Dreams of Adventure, Deeds of Empire

Dreams of Adventure, Deeds of Empire

Dreams of Adventure, Deeds of Empire

Dreams of Adventure, Deeds of Empire

Excerpt

Perhaps some readers, standing on the steps of a fairly massive structure, may be encouraged by being given a floor plan. The first two chapters of this book are preparatory, Chapter I in matters of history, Chapter II in matters of literature. They define the concepts of the argument to follow, and describe usefully similar cases. Adventure, it is argued, is the energizing myth of empire; and empire is to be found everywhere in the modern world, disguised as development or improvement. The third and fourth chapters discuss two authors, perhaps the most important in the history of the adventure novel in English. Each one's work is characterized, and also the relation between the two in matters of form—the transformation undergone by Defoe's motifs when taken over by Scott. The third pair of chapters moves the discussion out away from England, to first America and then Russia. We see how the American and the Russian adventure novels, which derive from those cultural matrices, are like and unlike the English version. Chapter VII returns the reader to nineteenth- century England, but to the popular and the children's literature of the time, to study cultural images related to adventure. The next three chapters discuss individual authors again. One is English, one American, and one Polish, so they follow an already established pattern. (A master pattern is of course chronological; each writer is simply related to those before and after him in the nearly three hundred years from Defoe's birth to Kipling's death.) And Chapter XI presents contemporary cultural images.
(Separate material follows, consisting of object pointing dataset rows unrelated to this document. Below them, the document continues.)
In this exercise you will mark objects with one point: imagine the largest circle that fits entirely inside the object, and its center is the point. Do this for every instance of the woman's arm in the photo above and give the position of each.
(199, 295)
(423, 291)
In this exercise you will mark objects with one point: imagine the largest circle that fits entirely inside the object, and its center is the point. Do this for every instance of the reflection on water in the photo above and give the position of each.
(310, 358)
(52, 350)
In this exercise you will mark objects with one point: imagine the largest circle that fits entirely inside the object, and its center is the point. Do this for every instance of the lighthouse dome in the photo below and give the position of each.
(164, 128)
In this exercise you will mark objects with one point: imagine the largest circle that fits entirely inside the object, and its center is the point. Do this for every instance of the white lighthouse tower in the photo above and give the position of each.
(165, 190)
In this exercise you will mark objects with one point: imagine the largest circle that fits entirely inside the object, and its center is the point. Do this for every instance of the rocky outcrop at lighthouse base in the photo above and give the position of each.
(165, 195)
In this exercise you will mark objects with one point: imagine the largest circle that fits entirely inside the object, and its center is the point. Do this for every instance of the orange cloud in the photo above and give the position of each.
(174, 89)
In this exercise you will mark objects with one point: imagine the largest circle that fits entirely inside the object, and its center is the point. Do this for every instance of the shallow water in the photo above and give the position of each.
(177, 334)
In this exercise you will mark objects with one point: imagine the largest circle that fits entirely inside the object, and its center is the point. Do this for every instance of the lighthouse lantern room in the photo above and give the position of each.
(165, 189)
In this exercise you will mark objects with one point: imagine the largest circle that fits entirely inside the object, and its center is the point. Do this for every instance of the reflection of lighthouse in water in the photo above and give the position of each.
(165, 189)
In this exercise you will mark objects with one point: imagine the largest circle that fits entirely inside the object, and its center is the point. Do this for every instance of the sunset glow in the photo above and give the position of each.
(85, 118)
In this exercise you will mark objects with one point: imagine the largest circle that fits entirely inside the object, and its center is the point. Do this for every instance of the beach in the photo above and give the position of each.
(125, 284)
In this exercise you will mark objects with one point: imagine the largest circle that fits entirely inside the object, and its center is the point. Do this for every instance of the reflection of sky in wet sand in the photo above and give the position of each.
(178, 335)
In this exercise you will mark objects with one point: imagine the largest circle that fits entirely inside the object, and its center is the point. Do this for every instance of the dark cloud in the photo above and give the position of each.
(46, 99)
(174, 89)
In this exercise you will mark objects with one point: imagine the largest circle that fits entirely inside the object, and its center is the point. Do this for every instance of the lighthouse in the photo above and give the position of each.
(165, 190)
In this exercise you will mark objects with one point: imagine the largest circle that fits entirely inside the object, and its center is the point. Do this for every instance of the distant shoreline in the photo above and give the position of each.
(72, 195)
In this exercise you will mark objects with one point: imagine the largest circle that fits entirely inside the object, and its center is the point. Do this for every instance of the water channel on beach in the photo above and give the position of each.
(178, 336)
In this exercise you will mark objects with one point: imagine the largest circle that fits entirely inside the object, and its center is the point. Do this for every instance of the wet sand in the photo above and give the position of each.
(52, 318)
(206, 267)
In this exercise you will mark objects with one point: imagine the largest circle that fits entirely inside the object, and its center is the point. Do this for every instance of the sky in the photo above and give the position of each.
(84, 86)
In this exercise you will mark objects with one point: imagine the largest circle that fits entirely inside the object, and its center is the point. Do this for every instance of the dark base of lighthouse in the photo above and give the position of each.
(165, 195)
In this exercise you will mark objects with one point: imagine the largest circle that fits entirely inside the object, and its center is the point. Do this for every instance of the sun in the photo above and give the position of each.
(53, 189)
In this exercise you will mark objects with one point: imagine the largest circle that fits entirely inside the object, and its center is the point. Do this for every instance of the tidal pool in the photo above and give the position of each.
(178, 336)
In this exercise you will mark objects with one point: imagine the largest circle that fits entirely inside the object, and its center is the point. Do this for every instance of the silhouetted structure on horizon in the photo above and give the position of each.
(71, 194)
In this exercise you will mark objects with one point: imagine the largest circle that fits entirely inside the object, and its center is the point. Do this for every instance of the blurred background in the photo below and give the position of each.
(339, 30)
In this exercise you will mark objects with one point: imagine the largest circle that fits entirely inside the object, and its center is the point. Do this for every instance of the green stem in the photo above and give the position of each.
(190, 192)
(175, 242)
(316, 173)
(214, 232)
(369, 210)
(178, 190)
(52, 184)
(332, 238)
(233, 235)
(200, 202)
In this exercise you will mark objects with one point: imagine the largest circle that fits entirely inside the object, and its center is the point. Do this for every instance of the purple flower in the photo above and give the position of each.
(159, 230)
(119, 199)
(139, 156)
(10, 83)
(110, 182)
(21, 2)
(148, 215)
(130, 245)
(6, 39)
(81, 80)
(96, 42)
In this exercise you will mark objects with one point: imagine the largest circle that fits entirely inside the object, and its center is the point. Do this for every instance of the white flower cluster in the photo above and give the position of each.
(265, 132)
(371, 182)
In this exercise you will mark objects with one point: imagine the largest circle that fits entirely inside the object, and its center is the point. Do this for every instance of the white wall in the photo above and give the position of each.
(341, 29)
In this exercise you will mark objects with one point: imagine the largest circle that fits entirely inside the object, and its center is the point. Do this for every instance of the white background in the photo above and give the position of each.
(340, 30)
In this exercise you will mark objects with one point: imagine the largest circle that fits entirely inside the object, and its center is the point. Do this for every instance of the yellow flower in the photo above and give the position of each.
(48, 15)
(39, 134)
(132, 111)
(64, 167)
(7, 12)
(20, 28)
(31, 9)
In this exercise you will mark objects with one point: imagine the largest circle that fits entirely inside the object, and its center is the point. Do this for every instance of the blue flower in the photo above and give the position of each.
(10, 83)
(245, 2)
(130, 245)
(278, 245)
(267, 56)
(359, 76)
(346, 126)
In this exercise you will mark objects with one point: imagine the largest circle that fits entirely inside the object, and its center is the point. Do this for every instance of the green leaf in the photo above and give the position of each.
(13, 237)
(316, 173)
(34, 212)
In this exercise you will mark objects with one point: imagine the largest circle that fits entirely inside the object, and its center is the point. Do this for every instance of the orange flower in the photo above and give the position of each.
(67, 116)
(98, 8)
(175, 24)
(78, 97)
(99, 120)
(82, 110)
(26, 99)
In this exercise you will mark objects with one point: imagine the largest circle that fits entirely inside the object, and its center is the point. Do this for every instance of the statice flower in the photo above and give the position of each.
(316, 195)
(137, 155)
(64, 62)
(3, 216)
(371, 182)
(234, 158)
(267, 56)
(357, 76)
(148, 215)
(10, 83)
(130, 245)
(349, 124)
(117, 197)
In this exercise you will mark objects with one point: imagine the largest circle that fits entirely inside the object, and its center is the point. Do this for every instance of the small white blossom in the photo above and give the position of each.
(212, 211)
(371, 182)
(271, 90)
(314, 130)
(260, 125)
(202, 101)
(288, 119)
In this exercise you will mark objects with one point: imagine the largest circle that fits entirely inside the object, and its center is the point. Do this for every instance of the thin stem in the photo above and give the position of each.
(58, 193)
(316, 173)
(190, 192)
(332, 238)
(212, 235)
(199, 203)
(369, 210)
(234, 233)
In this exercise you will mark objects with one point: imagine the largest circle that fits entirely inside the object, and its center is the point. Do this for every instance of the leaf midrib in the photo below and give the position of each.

This book is about a big subject; not only the adventure novels of nearly three hundred years, but the imperialist history of that time (in more than one country) and moreover the relation between the two. But I have addressed my argument, as always, to the general reader. (I keep hoping he exists, or can be conjured into existence by the sound of a voice.) That means that my argument is simplified; I have cut out many cases, qualifications, and general considerations, in order to make a readable book. But if the general reader does exist, I know he won't open his mouth—won't make any response to my argument. It is the specialists who will be scrutinizing and judging me. So I have relegated a lot of the material I cut to the back of the book, as notes. These are sizable paragraphs, in some cases miniature essays. The Defoe, Scott, and Kipling chapters, in particular, have each a kind of appendix on other books by that author— those three being the peaks in the mountain chain of adventure. In the main text I discuss only one or two books by each of them, so it behooved me to show that I knew some others.

This is the second of three volumes of a series to be called The Lust for Power. In the first I talk about Gandhi and Tolstoy. In this one I try to apply their teachings to literature and history. I try to find something to do, within my own field of activity, which will not betray the idea, the insight into the human situation, they entrusted to us. So this is a study of imperialism, shaped to satisfy the criteria of scholarly objectivity and free speculation, but also shaped to suit a practical purpose, to fit a social situation which I see as a moral and spiritual crisis. Its immediate reference is to England, but the argument applies to all the Western countries.